Preheat oven to 325°. Prepare the glaze by whisking the saba and mustard together in a saucepot. Add the thyme sprigs and sage leaves and heat gently over a medium-low burner for 2 minutes, then set the pan aside to cool.
Prepare the duck breasts by scoring the fat with a knife in a diamond pattern, being careful not to fully penetrate through the fat to the meat below. Place a wire rack over a shallow pan for roasting, and set it aside.
Preheat a large, heavy skillet (cast iron is ideal) over a medium burner. When the pan is very hot, season the duck well on both sides with salt and pepper, and arrange fat-side-down in the dry pan. Cook for 5 minutes, or until the fat is crisp and brown, then turn on the flesh-side and cook 2 minutes more, or until it is lightly browned.

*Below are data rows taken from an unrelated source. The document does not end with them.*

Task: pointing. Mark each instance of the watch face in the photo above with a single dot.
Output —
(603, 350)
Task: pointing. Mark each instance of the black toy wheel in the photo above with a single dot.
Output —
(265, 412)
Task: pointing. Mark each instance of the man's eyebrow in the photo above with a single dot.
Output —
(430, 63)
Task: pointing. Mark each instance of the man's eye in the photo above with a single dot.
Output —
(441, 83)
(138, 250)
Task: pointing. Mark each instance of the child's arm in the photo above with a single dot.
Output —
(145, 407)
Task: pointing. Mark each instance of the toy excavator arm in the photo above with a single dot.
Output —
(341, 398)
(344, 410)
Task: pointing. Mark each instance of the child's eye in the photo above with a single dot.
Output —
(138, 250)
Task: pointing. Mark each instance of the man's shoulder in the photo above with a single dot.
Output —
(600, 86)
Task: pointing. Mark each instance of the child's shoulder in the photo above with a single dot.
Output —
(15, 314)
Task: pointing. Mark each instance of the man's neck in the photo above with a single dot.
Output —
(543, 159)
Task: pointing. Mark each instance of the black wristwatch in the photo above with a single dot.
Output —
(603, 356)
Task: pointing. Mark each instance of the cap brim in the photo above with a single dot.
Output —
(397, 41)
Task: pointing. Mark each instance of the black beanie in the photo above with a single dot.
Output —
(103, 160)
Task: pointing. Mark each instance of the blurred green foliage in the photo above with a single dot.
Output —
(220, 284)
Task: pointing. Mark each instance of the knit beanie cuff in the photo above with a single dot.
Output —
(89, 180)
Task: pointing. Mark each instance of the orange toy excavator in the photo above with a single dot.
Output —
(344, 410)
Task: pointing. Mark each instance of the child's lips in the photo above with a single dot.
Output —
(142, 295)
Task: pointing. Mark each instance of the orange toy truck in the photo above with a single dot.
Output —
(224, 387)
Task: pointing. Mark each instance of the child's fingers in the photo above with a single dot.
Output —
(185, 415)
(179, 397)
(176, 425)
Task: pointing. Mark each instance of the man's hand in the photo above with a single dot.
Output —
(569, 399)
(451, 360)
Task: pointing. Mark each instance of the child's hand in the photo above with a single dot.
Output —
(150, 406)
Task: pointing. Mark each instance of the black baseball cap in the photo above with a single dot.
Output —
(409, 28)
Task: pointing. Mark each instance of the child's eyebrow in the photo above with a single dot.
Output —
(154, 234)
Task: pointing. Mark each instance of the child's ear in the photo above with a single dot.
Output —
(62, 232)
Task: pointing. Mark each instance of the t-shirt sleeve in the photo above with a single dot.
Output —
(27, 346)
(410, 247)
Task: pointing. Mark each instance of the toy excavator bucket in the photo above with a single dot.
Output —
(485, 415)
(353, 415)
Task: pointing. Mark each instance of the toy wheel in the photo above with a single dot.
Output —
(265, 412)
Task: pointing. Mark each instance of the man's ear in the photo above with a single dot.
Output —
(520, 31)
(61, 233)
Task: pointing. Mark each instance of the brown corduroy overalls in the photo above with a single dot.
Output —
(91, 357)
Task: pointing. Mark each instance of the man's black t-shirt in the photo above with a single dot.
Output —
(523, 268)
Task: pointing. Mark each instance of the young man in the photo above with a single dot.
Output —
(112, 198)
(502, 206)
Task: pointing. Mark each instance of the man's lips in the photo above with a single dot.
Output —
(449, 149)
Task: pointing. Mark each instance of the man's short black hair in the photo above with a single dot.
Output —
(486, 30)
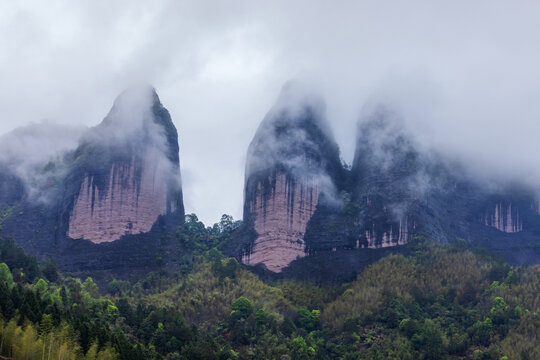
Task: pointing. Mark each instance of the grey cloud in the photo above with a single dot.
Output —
(464, 73)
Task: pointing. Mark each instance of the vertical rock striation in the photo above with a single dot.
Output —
(126, 171)
(288, 175)
(503, 218)
(386, 176)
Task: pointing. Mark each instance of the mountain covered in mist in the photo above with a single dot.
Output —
(110, 197)
(120, 179)
(307, 215)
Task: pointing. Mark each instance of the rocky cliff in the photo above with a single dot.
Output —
(127, 171)
(119, 180)
(386, 172)
(395, 192)
(290, 173)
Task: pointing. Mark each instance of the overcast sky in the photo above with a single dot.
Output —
(464, 74)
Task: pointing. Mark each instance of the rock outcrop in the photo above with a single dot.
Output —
(387, 173)
(128, 172)
(94, 186)
(289, 174)
(503, 218)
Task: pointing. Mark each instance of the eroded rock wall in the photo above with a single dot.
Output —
(128, 204)
(503, 218)
(281, 216)
(396, 234)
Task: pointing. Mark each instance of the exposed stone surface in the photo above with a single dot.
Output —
(281, 218)
(290, 167)
(125, 208)
(504, 218)
(392, 237)
(128, 171)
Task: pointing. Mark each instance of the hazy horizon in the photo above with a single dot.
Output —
(463, 75)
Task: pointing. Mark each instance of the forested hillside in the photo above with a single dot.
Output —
(440, 302)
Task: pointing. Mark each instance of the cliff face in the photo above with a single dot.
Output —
(127, 171)
(503, 218)
(289, 173)
(387, 173)
(87, 188)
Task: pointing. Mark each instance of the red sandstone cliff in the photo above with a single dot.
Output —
(128, 171)
(288, 171)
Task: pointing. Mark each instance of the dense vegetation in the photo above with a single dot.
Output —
(442, 302)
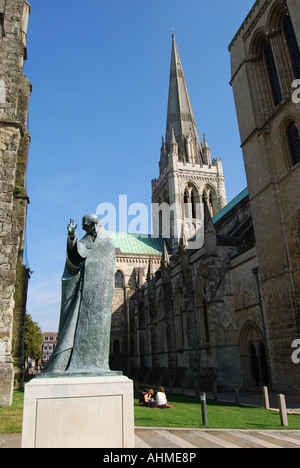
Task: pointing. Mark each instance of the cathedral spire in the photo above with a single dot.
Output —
(180, 116)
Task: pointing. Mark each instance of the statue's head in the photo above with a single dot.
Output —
(89, 222)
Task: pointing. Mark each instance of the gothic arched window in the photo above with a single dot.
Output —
(119, 280)
(273, 74)
(292, 44)
(294, 142)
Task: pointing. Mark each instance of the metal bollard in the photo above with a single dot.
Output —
(203, 407)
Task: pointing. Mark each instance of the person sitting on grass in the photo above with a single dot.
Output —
(146, 399)
(161, 399)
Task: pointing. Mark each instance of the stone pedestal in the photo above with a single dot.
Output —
(78, 412)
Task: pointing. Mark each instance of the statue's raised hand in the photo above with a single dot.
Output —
(71, 228)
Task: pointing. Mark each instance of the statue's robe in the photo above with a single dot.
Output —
(86, 307)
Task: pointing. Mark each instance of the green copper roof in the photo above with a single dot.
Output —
(230, 205)
(134, 244)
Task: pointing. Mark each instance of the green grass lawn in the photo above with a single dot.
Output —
(186, 413)
(11, 418)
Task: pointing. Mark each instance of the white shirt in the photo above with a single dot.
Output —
(161, 398)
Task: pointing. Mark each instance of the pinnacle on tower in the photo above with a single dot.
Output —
(180, 117)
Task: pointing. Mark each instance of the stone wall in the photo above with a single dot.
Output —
(14, 144)
(273, 177)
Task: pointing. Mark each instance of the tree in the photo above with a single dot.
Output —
(33, 340)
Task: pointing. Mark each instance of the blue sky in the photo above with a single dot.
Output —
(100, 75)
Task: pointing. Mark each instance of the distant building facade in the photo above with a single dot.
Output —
(48, 346)
(14, 144)
(192, 316)
(226, 313)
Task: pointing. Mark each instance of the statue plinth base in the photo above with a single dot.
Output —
(78, 412)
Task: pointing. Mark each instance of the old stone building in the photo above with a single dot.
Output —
(227, 311)
(191, 314)
(14, 144)
(265, 61)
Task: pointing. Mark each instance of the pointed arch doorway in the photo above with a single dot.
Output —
(253, 356)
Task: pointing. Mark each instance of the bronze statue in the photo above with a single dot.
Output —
(86, 303)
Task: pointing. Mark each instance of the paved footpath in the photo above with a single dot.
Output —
(165, 438)
(218, 438)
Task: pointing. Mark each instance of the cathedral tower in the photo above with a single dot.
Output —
(187, 174)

Remove the duck to the wire rack and allow it to cool for at least 3 minutes.
Use a brush to spread the glaze on both sides of the duck breasts, then place in the oven and roast until 130° internal tempera- ture for rare, or 135° internal temperature for medium (pink center). Allow the duck to rest on the rack in a warm place for 5 minutes before serving. You can dilute any remaining glaze with a few tablespoons of water to serve under or over the duck.
About this recipe
Wine Pairing Suggestion: For Sonoma duck, kissed with sweet glaze, most folks reach for a Sonoma Coast Pinot Noir, with moderate alcohol, oak and tannins and medium to medium-high acidity to contrast against both the fat and sweetness. Don’t get me wrong, it’s been done as much as it has for good reason, but I suggest a path that hasn’t been trodden into a rut. The same region gives us cool-climate Syrahs that can love ducks as well as they love lamb. Arnot- Roberts and Peay are good names to know, but for this dish, Wind Gap Sonoma Coast Syrah is the thing. With refined tannins, a beautiful melding of minerality, lightly cooked dark fruit, hints of earthy olive and spice, this moderately priced gem is a perfect partner. On the duck side of the equation, saba’s sweetness, which might otherwise steal the fruit from such a wine, is tempered by acidity and piquancy in the Dijon, and bal- anced by the fatty, earthy duck. Go all-in with herbed frites fried in duck fat—your efforts will be amply rewarded.
Resource Note: Some wineries have begun to play around with saba production, so ask for it around the Wine country. Terrasonoma, located in Geyserville, is the first commercial producer of saba in the United States. They age their product in bourbon barrels, and the result is worth your notice. Terrasonoma also produces grape verjus, a centuries-old non-vinegar souring agent made from under-ripe fruit, in this case wine grapes.
Verjus is a staple in our kitchen, as it adds acidity without the acetic acid of wine vinegar, which can kill a fine bottle of wine deader than dead. Acetic acid, sometimes called volatile acidity or “VA” (a vinegary smell and taste), can also develop in wine due to bacterial growth and is considered a serious fault with good cause. It stands to reason that eating foods with acetic acid in them before a sip of wine will produce the same lousy taste. Enter verjus.